Ashley Christine Humphrey (née Laney; born October 13, 1982) was working at Planet Smoothie in Brandon, Florida when she met Tracey Humphrey at a local gym in 2002. Ashley and Tracey married on July 4, 2003, one day before Rozzo's murder.

==Investigation==
On July 5, 2003, Sandee Rozzo was shot to death in the garage of her Pinellas Park, Florida townhouse after returning home from her shift at the Green Iguana, a local bar. Rozzo's coworker Tracey Humphrey became the prime suspect. Humphrey had an alibi however, claiming that he had ordered a pizza to his Brandon, Florida apartment at the time of the crime. This was verified by an acquaintance, Tobe White. Further investigation however, revealed that his wife of one day, Ashley Humphrey, was not at home during the crime, as cell phone records indicated that Ashley was actually in Pinellas Park, Florida when Rozzo was killed. Ashley Humphrey was arrested for the first-degree murder of Sandra Rozzo and her husband Tracey Humphrey was charged with a federal firearms possession. While she was in custody, Ashley Humphrey decided to cooperate with authorities. She had admitted that she shot Sandra Rozzo to death, but claimed it was at the behest of her husband. In her statement, she told vivid details about the plot to murder Rozzo. In addition, she also gave up details regarding another failed murder attempt against Rozzo. In a plea bargain, Ashley was allowed to plead guilty to second-degree murder in exchange for testimony against her husband. This gave prosecutors enough evidence to charge Tracey Humphrey with first-degree murder.

==Trial==
Tracey Humphrey's murder trial began in February 2006. As part of her plea deal, Ashley testified against her husband. Under oath, she testified how she waited hours for Rozzo to get off work at the Green Iguana, and then followed her back to her Pinellas Park home, where she fired eight shots into her. Tracey Humphrey testified in his own defense, stating that the killing was Ashley's idea. The jury did not find him convincing. He was convicted of first-degree murder on February 25, 2006. Even though he faced the death penalty, jurors opted for life without parole, believing that it would be a harsher punishment than death in this case.

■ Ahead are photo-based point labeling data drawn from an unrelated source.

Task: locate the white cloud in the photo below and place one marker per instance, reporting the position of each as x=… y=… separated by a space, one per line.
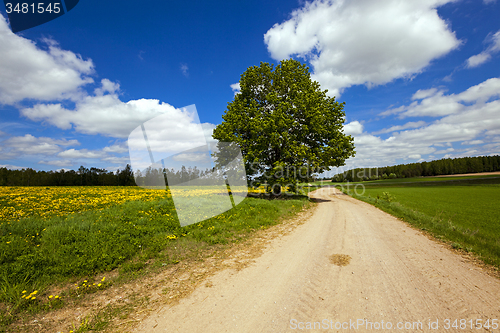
x=58 y=163
x=396 y=128
x=191 y=157
x=184 y=69
x=19 y=146
x=434 y=103
x=116 y=148
x=363 y=41
x=109 y=116
x=83 y=153
x=473 y=142
x=476 y=122
x=494 y=47
x=11 y=167
x=353 y=128
x=236 y=87
x=28 y=72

Tracey Humphrey is serving his sentence at South Bay Correctional Facility in South Bay, Florida, Inmate Number: 930490. Post-conviction, he was sentenced to an additional 15 years for a pre-trial escape attempt in April 2004.

On March 10, 2006, Ashley Humphrey was sentenced to 25 years for murder. She is currently incarcerated at the Gadsden Correctional Facility in Quincy, Florida, Inmate Number: 154362. She is scheduled to be released from prison on December 13, 2028; she will be 46 years old.

==Media==
This case has been profiled from various perspectives on Dateline NBC, 48 Hours, Vengeance: Killer Lovers, Snapped, and On the Case with Paula Zahn; Ashley was interviewed by FBI profiler Candice DeLong for an episode of DeLong's Investigation Discovery series, Facing Evil. On 13 July 2017, Killer Woman was shown on ITV with Piers Morgan interviewing Ashley. Homicide: Hours to Kill, season two, episode nine, also covered the case. In 2020, the Investigation Discovery channel aired their perspective of this case in the season 1, episode 10 show on A Time to Kill.